Auch wir sehen diese besorgniserregende Entwicklung, jedoch bietet sich ein anderer, mit den grundlegenden Freiheitsrechten kompatiblerer Ansatz bedeutend besser an, diese Probleme auf der beschriebenen Ebene zu bekämpfen, da eine Lösung des Problems zum Greifen nahe ist: Um uns als junge Menschen dafür zu begeistern, sich nach der Schule einem Freiwilligendienst zu widmen, sind es die Rahmenbedingungen des derzeitigen Systems, welche substanziell reformiert werden müssen, um die Zahl der Freiwilligen zu erhöhen. Dadurch bestünde für alle die Möglichkeit, andere Lebensentwürfe außerhalb „der eigenen Blase“ kennenzulernen und so der gesellschaftlichen Teilung entgegenzuwirken. Unser Vorschlag, den strukturellen Rahmen des Freiwilligen Jahres grundlegend zu verbessern, würde zudem gesellschaftlich und nicht zuletzt bei den von einer möglichen Verpflichtung betroffenen Personen, auf breitere Akzeptanz stoßen und darüber hinaus zu einem nachhaltigen Anstieg der Freiwilligendienstleistenden führen.
Ferner suggerieren Sie, dass es an der Zahl der Personen mangele, die freiwillig „etwas tun für andere Menschen“ und schlagen daher das Instrument der Verpflichtung vor, um eine Zunahme gezwungenermaßen herbeizuführen. Gleichwohl warnt der Hauptgeschäftsführer des Paritätischen Gesamtverbandes, Dr. Ulrich Schneider, ausdrücklich vor einem Zwang, da infolgedessen Personen rekrutiert würden, die „überhaupt keine Lust“ hätten oder „ungeeignet“ seien, was in sensiblen Bereichen wie der Pflege kranker Menschen schlicht nicht mit gutem Gewissen vereinbar ist. Ihre Grundannahme, es bestehe ein Mangel an potentiellen Freiwilligendienstleistenden, ist indes keineswegs zutreffend.
Die derzeitige Anzahl der Freiwilligendienstleistenden in der Bundesrepublik kommt nicht durch fehlendes gesellschaftliches Engagement in unserer Generation zustande. Vielmehr wird diese maßgeblich dadurch bedingt, dass marginalisierte Gruppen trotz des vorhandenen Interesses keinen sozialen Dienst antreten können, da diesem Personenkreis auf Grund seiner fehlenden privilegierten Stellung in der Gesellschaft die Chance dazu verwehrt wird.
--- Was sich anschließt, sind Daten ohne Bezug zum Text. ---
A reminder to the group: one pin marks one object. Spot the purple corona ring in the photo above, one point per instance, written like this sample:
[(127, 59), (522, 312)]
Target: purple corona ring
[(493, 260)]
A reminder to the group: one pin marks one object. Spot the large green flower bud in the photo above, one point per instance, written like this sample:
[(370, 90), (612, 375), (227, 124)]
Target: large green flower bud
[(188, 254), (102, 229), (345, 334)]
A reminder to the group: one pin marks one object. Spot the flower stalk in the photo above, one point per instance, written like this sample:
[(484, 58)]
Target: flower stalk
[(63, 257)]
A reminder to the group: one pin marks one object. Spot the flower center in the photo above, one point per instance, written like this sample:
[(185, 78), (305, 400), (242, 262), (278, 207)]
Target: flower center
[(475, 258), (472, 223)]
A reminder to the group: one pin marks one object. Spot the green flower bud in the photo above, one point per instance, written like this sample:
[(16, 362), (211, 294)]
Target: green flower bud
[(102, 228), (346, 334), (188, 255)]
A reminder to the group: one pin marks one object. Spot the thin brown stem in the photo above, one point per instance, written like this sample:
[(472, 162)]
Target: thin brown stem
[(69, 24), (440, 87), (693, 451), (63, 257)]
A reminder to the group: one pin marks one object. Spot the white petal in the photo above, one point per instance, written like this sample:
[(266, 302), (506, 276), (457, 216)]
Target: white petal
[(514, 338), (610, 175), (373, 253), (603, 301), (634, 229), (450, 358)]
In Hinblick darauf lässt sich eine Vielzahl von Hürden anführen, die es uns als Freiwilligendienstleistenden erschweren, an einem Freiwilligen Jahr teilzuhaben. Zu nennen sind hierbei die durch den Föderalismus verstärkten, heterogenen Organisationsstrukturen, die mangelhafte und sich derzeit sogar verschlechternde finanzielle Grundsicherung der Freiwilligendienstleistenden, die durch die konsequente Ungleichbehandlung bedingte Benachteiligung im gesellschaftlichen Zusammenleben, sei es insbesondere im Bereich der Mobilität oder des kulturellen Lebens, und nicht zuletzt die mangelnde informative Aufklärung über Freiwilligendienste für Schülerinnen und Schüler.
Abschließend ist festzuhalten, dass bedeutend mehr Personen an einem Freiwilligendienst teilnehmen möchten, sei es, um sich persönlich weiterzuentwickeln, sich Berufs- und Studienorientierung zu widmen oder grundsätzlich in den interkulturellen Austausch mit Gleichaltrigen zu treten. Für jene besteht diese gewinnbringende Möglichkeit im aktuellen System nicht.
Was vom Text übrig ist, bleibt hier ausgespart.